The moderate pan democratic leaders and Tai, by his own account, underestimated what is needed in this struggle against the CCP dictatorship. Beijing’s hardline response has shaken these leaders and produced a crisis of nerves at the top.
By continually delaying the occupation in the hope of a dialogue with the CCP, a lot of opportunities to build the movement have unfortunately been wasted. This has also been a cause of frustration for a growing number of supporters, especially youth. The CCP clearly hopes to take advantage of this lack of preparation after delivering its resounding ‘no’ to democracy. Despite a lack of fight from sections of the pan democratic leadership, however, Beijing’s hardline stance could still trigger a massive backlash in Hong Kong.

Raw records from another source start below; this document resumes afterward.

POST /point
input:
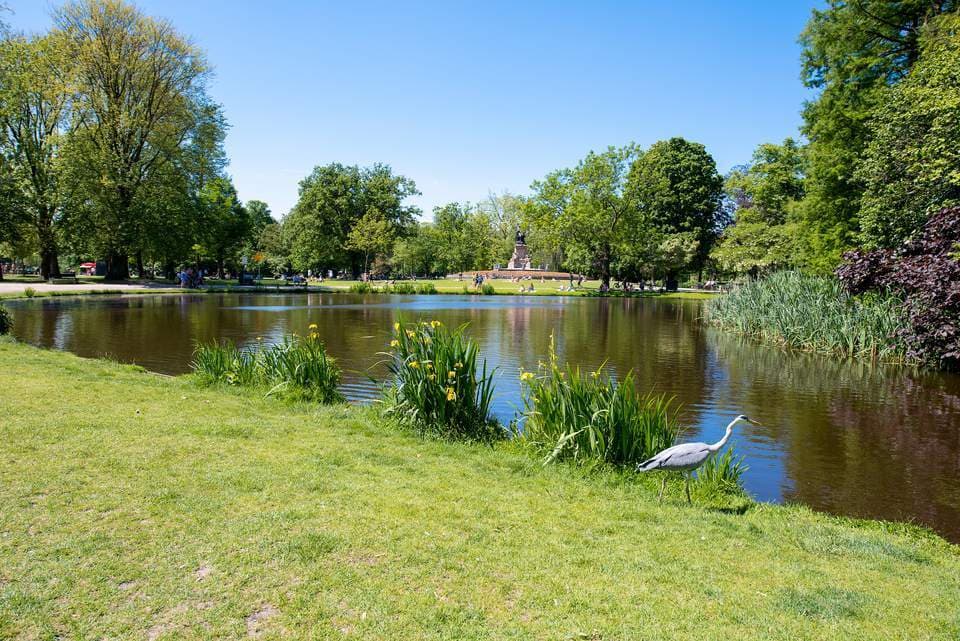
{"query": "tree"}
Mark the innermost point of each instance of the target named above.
(371, 235)
(911, 167)
(763, 196)
(677, 189)
(141, 92)
(587, 209)
(34, 109)
(852, 52)
(333, 199)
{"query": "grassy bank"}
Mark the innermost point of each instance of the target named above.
(813, 313)
(138, 506)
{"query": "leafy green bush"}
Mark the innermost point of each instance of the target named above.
(426, 288)
(722, 474)
(590, 418)
(361, 288)
(6, 323)
(813, 313)
(297, 368)
(438, 384)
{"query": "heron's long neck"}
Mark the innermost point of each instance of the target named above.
(726, 437)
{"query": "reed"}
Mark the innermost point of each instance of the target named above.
(439, 385)
(297, 368)
(813, 313)
(592, 418)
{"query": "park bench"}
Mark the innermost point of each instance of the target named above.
(65, 278)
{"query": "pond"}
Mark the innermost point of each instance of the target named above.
(847, 438)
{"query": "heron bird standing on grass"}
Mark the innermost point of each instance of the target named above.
(686, 457)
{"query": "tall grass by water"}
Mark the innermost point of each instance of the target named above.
(439, 384)
(813, 313)
(591, 418)
(297, 368)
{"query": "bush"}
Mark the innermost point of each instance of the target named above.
(926, 273)
(590, 418)
(361, 288)
(426, 288)
(814, 313)
(6, 323)
(722, 474)
(297, 368)
(439, 386)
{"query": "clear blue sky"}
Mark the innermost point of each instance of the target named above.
(487, 96)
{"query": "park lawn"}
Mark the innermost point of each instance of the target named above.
(138, 506)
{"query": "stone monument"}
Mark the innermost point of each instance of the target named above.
(521, 255)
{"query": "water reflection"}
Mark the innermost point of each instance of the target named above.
(849, 438)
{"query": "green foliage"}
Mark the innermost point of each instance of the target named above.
(592, 419)
(912, 164)
(677, 189)
(722, 474)
(439, 386)
(297, 368)
(813, 313)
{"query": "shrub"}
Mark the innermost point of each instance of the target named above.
(590, 418)
(6, 323)
(926, 272)
(297, 368)
(814, 313)
(426, 288)
(439, 386)
(361, 288)
(722, 474)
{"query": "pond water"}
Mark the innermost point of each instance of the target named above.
(848, 438)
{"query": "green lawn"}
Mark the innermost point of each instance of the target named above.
(136, 506)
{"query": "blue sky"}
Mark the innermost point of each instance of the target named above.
(469, 98)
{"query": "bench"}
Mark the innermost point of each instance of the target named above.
(65, 278)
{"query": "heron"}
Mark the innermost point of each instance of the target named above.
(686, 457)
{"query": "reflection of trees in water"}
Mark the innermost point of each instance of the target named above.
(858, 438)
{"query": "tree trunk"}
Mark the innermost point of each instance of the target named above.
(118, 267)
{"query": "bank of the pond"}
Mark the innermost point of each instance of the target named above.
(139, 506)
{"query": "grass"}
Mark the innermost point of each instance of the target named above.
(439, 384)
(592, 418)
(136, 506)
(296, 368)
(813, 313)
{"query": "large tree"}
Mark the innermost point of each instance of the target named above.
(677, 190)
(912, 164)
(35, 96)
(852, 52)
(333, 199)
(587, 209)
(141, 92)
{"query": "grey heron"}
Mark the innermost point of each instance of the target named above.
(686, 457)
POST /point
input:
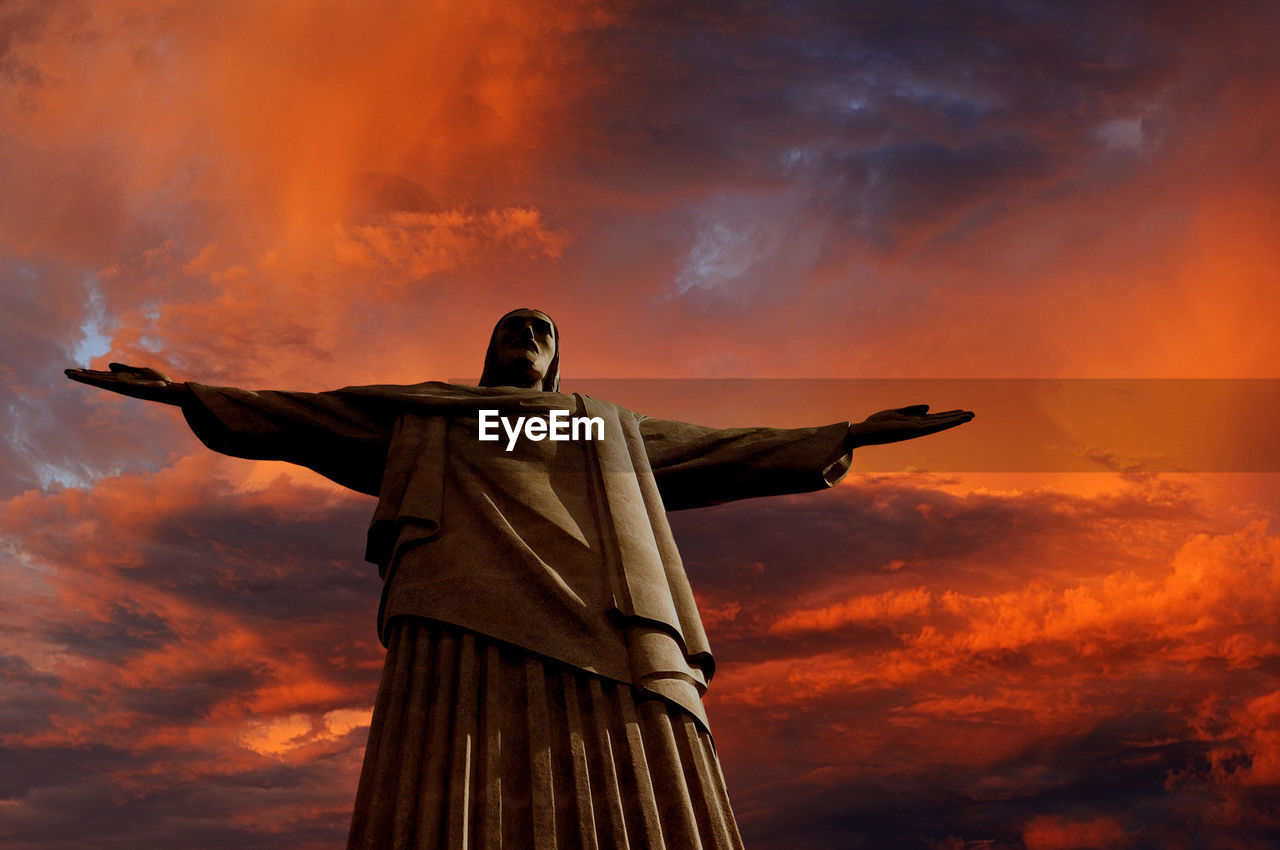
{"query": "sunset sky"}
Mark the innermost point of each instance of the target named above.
(936, 656)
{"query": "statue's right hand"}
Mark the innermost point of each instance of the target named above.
(137, 382)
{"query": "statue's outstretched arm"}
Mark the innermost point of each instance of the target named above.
(136, 382)
(903, 424)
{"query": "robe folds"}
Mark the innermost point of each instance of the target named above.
(557, 548)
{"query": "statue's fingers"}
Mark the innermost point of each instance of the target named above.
(86, 375)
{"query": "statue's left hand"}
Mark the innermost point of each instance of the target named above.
(136, 382)
(903, 424)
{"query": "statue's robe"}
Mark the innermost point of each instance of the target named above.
(545, 658)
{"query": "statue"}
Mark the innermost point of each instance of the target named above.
(545, 661)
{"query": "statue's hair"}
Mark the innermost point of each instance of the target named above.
(551, 380)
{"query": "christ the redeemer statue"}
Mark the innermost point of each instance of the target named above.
(545, 661)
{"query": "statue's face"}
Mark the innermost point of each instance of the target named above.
(526, 343)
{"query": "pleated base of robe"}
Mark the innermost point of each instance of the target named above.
(478, 745)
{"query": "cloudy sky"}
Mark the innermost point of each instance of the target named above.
(312, 195)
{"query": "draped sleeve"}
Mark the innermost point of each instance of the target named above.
(698, 466)
(339, 434)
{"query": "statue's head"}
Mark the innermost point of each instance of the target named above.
(524, 351)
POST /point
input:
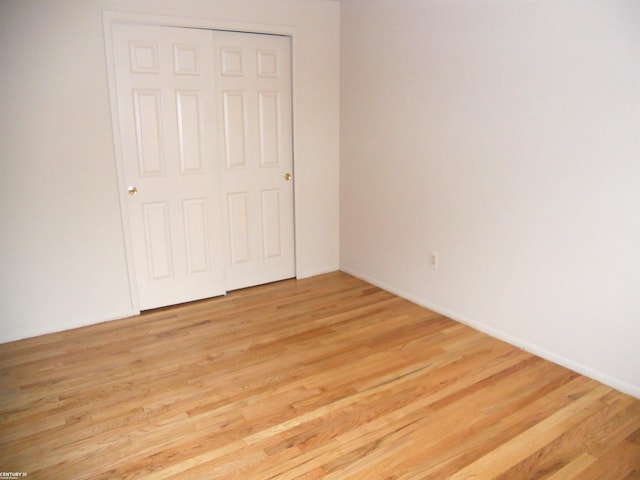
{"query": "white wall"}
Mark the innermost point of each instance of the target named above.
(62, 260)
(506, 137)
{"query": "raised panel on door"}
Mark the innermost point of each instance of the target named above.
(167, 116)
(253, 75)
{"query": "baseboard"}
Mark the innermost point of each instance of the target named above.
(542, 352)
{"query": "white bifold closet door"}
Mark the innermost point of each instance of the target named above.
(205, 133)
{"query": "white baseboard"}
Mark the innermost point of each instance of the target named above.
(499, 334)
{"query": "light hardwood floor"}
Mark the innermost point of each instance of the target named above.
(327, 377)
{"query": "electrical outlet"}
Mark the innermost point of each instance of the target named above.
(434, 260)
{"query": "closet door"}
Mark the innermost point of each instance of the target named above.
(167, 117)
(205, 131)
(254, 91)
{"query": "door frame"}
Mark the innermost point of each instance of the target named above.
(111, 18)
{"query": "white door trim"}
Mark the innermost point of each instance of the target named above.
(110, 18)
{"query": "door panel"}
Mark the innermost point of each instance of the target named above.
(166, 102)
(205, 126)
(254, 85)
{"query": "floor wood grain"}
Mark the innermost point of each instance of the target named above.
(327, 377)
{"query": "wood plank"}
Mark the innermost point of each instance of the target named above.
(327, 377)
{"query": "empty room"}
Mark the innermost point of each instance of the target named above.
(295, 239)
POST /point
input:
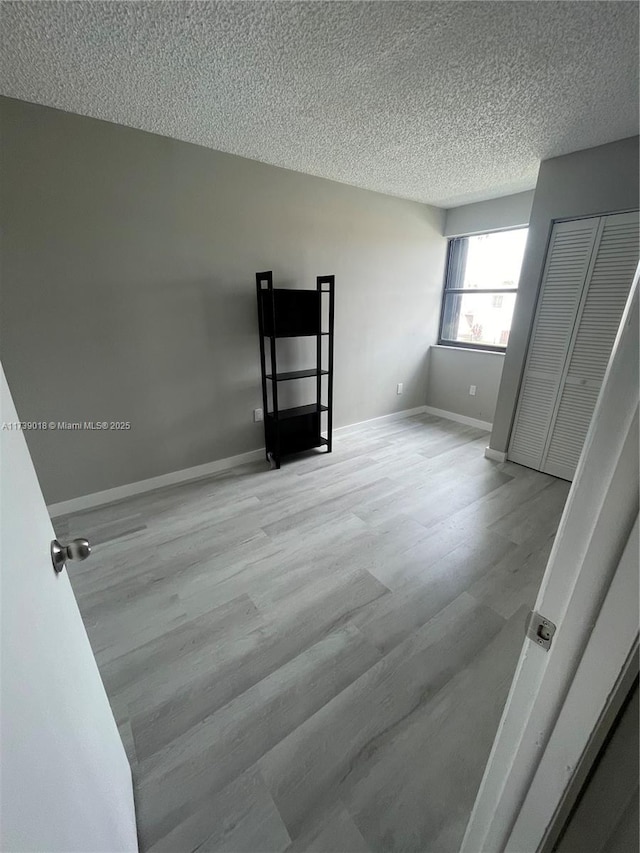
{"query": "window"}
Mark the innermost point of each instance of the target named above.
(480, 289)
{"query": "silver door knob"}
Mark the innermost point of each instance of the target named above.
(77, 549)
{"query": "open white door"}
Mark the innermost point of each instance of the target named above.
(560, 697)
(66, 782)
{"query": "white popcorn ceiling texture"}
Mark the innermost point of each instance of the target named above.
(441, 102)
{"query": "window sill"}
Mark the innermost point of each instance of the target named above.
(469, 349)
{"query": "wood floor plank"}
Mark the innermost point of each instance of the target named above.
(314, 658)
(210, 754)
(307, 765)
(242, 818)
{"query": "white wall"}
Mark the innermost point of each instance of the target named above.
(128, 293)
(453, 369)
(586, 183)
(510, 211)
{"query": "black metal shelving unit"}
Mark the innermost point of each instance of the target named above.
(292, 313)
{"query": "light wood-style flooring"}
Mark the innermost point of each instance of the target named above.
(316, 658)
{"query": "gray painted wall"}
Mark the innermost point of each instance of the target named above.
(506, 212)
(128, 293)
(453, 369)
(586, 183)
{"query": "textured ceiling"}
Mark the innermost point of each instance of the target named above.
(442, 102)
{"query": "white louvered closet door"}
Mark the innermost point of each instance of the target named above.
(588, 275)
(568, 259)
(599, 315)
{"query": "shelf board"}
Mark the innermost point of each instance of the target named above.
(297, 335)
(297, 374)
(300, 447)
(297, 411)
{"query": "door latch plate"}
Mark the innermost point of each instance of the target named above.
(540, 630)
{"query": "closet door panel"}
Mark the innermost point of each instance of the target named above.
(605, 296)
(568, 262)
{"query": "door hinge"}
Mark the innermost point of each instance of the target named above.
(540, 630)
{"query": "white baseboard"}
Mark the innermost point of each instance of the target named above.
(461, 419)
(394, 416)
(174, 477)
(119, 492)
(496, 455)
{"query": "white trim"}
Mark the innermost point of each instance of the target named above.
(600, 512)
(197, 472)
(454, 348)
(394, 416)
(614, 634)
(461, 419)
(137, 488)
(495, 455)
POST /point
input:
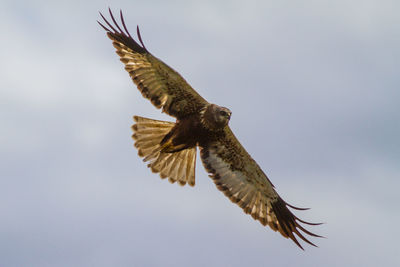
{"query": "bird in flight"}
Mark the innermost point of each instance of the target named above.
(170, 148)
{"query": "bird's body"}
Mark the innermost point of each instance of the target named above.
(170, 148)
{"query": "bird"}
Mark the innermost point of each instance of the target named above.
(170, 148)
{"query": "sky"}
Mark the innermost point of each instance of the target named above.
(314, 88)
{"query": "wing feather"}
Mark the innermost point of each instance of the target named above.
(242, 180)
(159, 83)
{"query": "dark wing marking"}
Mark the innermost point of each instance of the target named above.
(240, 178)
(156, 81)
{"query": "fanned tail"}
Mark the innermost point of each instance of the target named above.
(178, 166)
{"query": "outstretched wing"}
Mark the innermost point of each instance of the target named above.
(156, 81)
(241, 179)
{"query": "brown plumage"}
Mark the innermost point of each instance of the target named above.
(170, 148)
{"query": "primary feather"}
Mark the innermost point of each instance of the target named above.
(170, 148)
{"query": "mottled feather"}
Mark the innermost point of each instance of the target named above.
(240, 178)
(159, 83)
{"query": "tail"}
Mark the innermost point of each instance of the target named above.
(178, 166)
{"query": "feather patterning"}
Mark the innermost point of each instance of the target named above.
(170, 148)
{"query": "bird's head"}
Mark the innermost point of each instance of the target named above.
(216, 117)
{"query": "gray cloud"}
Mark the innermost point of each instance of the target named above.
(314, 94)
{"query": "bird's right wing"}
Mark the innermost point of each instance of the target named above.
(156, 81)
(240, 178)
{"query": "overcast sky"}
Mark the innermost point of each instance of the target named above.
(314, 87)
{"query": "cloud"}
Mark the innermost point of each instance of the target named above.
(313, 89)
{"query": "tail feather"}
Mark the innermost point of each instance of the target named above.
(178, 166)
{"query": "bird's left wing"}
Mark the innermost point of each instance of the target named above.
(159, 83)
(240, 178)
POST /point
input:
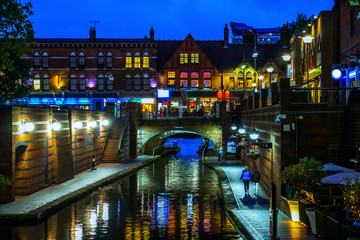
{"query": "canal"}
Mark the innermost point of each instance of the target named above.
(176, 197)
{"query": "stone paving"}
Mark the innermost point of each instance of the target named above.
(253, 210)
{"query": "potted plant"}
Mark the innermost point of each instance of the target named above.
(253, 153)
(303, 181)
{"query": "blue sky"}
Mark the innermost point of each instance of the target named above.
(171, 19)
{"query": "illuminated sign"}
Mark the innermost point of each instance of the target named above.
(162, 93)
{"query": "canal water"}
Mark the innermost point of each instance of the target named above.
(176, 197)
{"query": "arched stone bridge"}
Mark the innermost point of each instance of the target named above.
(153, 133)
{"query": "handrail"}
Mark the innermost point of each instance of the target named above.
(123, 132)
(156, 149)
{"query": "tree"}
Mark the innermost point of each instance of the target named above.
(299, 25)
(16, 33)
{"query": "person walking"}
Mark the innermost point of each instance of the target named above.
(246, 176)
(255, 178)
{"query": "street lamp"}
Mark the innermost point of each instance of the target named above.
(307, 40)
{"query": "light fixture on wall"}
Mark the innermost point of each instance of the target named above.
(26, 125)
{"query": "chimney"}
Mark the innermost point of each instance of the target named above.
(92, 34)
(226, 36)
(152, 34)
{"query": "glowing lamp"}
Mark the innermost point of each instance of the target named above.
(78, 124)
(242, 130)
(254, 135)
(92, 124)
(105, 122)
(307, 39)
(29, 126)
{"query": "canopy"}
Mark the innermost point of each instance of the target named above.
(341, 178)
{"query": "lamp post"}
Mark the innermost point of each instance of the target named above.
(307, 40)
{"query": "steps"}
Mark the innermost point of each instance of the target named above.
(110, 154)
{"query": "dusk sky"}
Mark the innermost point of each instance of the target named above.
(171, 19)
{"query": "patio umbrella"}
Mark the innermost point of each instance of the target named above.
(341, 178)
(330, 167)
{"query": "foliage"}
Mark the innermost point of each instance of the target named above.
(16, 32)
(304, 177)
(4, 182)
(299, 25)
(351, 198)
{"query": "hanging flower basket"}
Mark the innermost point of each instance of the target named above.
(253, 154)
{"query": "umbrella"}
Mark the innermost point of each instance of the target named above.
(341, 178)
(330, 167)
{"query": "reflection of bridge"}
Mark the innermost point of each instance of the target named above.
(153, 133)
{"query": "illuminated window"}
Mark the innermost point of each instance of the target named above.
(45, 60)
(171, 82)
(100, 82)
(207, 83)
(194, 75)
(81, 59)
(36, 82)
(207, 74)
(183, 75)
(194, 83)
(137, 82)
(171, 74)
(146, 82)
(128, 63)
(146, 60)
(36, 62)
(109, 60)
(109, 81)
(46, 81)
(137, 62)
(73, 83)
(194, 58)
(183, 83)
(73, 60)
(128, 82)
(183, 58)
(100, 59)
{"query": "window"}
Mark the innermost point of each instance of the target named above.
(100, 59)
(183, 75)
(36, 82)
(137, 82)
(128, 63)
(207, 83)
(81, 59)
(194, 75)
(82, 82)
(194, 58)
(146, 60)
(207, 74)
(72, 60)
(195, 83)
(109, 60)
(183, 58)
(128, 82)
(100, 82)
(45, 60)
(183, 83)
(36, 59)
(46, 81)
(109, 81)
(73, 84)
(171, 74)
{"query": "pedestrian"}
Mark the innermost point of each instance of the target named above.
(220, 154)
(255, 178)
(246, 176)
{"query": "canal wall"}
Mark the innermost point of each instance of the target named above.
(36, 159)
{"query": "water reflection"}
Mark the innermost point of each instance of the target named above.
(174, 198)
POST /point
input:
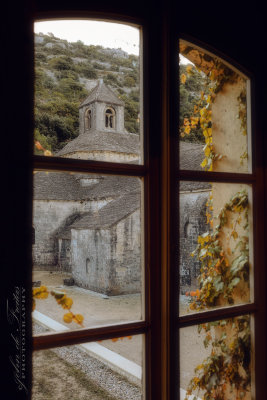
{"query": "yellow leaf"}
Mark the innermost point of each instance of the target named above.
(187, 130)
(66, 302)
(234, 234)
(204, 163)
(78, 318)
(43, 295)
(207, 151)
(67, 318)
(186, 121)
(183, 78)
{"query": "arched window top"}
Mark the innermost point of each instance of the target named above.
(110, 118)
(88, 118)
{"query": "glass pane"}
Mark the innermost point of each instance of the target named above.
(87, 91)
(216, 360)
(106, 370)
(87, 249)
(215, 245)
(214, 113)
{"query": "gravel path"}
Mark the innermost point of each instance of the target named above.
(103, 377)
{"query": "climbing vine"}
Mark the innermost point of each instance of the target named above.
(217, 75)
(62, 299)
(228, 365)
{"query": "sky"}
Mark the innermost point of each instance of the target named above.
(106, 34)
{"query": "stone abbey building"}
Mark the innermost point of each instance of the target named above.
(90, 224)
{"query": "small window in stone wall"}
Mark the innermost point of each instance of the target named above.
(88, 119)
(87, 265)
(110, 118)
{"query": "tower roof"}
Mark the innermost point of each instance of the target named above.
(102, 93)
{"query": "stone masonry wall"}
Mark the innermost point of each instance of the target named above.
(192, 224)
(48, 217)
(108, 260)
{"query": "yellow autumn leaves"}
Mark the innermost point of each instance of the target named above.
(40, 147)
(62, 299)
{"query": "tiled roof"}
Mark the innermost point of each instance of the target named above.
(66, 186)
(109, 215)
(103, 141)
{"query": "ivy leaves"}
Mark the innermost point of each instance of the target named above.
(62, 299)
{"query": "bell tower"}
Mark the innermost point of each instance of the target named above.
(102, 110)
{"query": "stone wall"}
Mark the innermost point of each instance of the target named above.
(48, 218)
(98, 155)
(192, 224)
(108, 260)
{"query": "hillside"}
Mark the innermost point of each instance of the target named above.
(65, 73)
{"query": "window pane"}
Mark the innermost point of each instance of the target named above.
(214, 113)
(87, 249)
(215, 245)
(216, 360)
(106, 370)
(87, 91)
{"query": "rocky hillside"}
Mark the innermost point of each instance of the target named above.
(65, 73)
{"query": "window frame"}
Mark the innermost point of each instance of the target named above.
(164, 329)
(159, 33)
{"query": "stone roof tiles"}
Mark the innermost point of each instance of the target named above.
(111, 214)
(103, 141)
(65, 186)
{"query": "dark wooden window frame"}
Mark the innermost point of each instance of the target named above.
(161, 324)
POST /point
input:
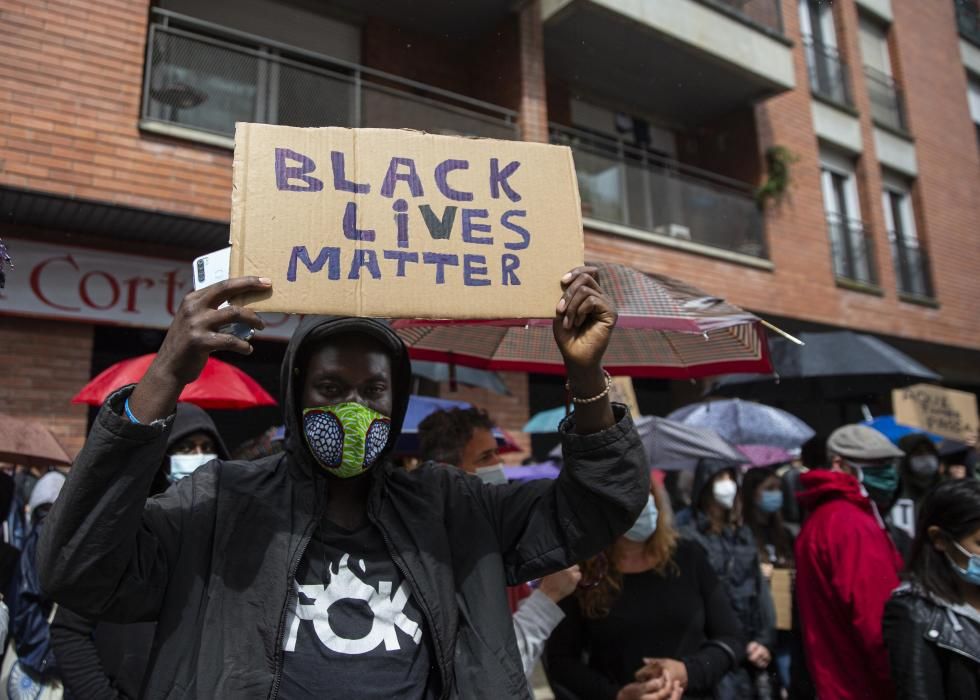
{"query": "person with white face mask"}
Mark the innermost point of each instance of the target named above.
(650, 619)
(100, 660)
(716, 525)
(932, 621)
(463, 437)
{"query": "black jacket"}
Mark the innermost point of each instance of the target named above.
(106, 661)
(933, 645)
(212, 558)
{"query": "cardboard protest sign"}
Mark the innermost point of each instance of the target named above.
(782, 597)
(946, 412)
(394, 223)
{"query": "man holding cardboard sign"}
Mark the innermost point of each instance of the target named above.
(326, 571)
(390, 223)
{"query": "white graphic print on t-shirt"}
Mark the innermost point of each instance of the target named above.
(346, 588)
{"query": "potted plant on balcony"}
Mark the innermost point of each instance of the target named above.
(778, 162)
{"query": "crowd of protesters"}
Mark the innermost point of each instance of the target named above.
(160, 567)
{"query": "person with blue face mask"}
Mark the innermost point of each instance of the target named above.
(932, 621)
(100, 660)
(328, 570)
(719, 527)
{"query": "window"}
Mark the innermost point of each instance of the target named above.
(911, 263)
(849, 240)
(887, 105)
(828, 73)
(973, 98)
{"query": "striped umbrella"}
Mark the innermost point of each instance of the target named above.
(667, 329)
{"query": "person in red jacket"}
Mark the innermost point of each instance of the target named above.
(846, 569)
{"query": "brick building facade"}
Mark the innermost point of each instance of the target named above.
(115, 122)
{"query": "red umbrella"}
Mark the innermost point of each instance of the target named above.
(29, 442)
(667, 329)
(220, 385)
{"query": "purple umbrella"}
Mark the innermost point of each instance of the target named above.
(765, 455)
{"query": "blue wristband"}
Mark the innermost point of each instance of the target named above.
(129, 413)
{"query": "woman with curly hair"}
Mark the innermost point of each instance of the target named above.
(650, 620)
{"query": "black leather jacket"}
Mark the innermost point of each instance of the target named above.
(934, 646)
(212, 559)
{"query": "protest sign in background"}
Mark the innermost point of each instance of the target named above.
(394, 223)
(937, 410)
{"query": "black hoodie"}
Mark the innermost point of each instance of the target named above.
(212, 559)
(107, 661)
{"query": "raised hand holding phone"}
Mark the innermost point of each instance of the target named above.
(196, 331)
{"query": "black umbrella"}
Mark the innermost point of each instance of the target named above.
(674, 446)
(835, 366)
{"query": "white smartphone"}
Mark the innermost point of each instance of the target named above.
(213, 268)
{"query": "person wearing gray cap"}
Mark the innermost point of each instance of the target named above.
(847, 567)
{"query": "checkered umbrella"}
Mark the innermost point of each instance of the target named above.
(667, 329)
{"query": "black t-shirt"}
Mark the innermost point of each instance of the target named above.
(355, 629)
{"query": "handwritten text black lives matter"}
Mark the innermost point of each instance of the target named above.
(405, 254)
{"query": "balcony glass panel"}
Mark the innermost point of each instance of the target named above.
(622, 184)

The hesitations at the top underline another problem in the lack of democratic structures within the democracy movement, whereby in OC’s case an unelected ‘troika’ of Tai and two others – anointed by the media to be representatives of the movement – are those making all the important political and tactical decisions. This is despite the OC movement’s adherence in words to “deliberative democracy” with a series of meetings and workshops, but where the views of the participants are not actually reflected in the decision-making, especially over key tactical questions such as the timing and nature of the occupation.
We have seen many other examples in other struggles, and other countries, where a leadership that is not held accountable to the members and grassroots activists can succumb to the pressure of the government and establishment at critical times. In the anti-national education campaign of 2012, also an occupation-style mass protest, the same problem manifested itself. A small leadership group took the decisions without democratic debate and discussion, resulting in the sudden cancellation of the movement – during the night – after a massive 120,000 demonstration had surrounded the government offices. This was in return for partial concessions from the government, when much more could have been won by continuing and building this movement.
Socialist Action believes there is an urgent need in the current struggle to convene a General Assembly of all organisations and groups who oppose the NPC decision. This should discuss and decide democratically on the next steps to take, by mapping out a strategy for escalating the mass struggle and identifying what forms of mass civil disobedience are necessary, as well as how to build for this. A bottom-up and genuinely democratic approach needs to be adopted as a key requirement for success in this struggle, rather than relying on a self-appointed group or individuals to control all decision-making. This should become the new focus, given the serious implications of the NPC ruling, in order to fight back against the undemocratic sham election model and challenge the one-party dictatorship.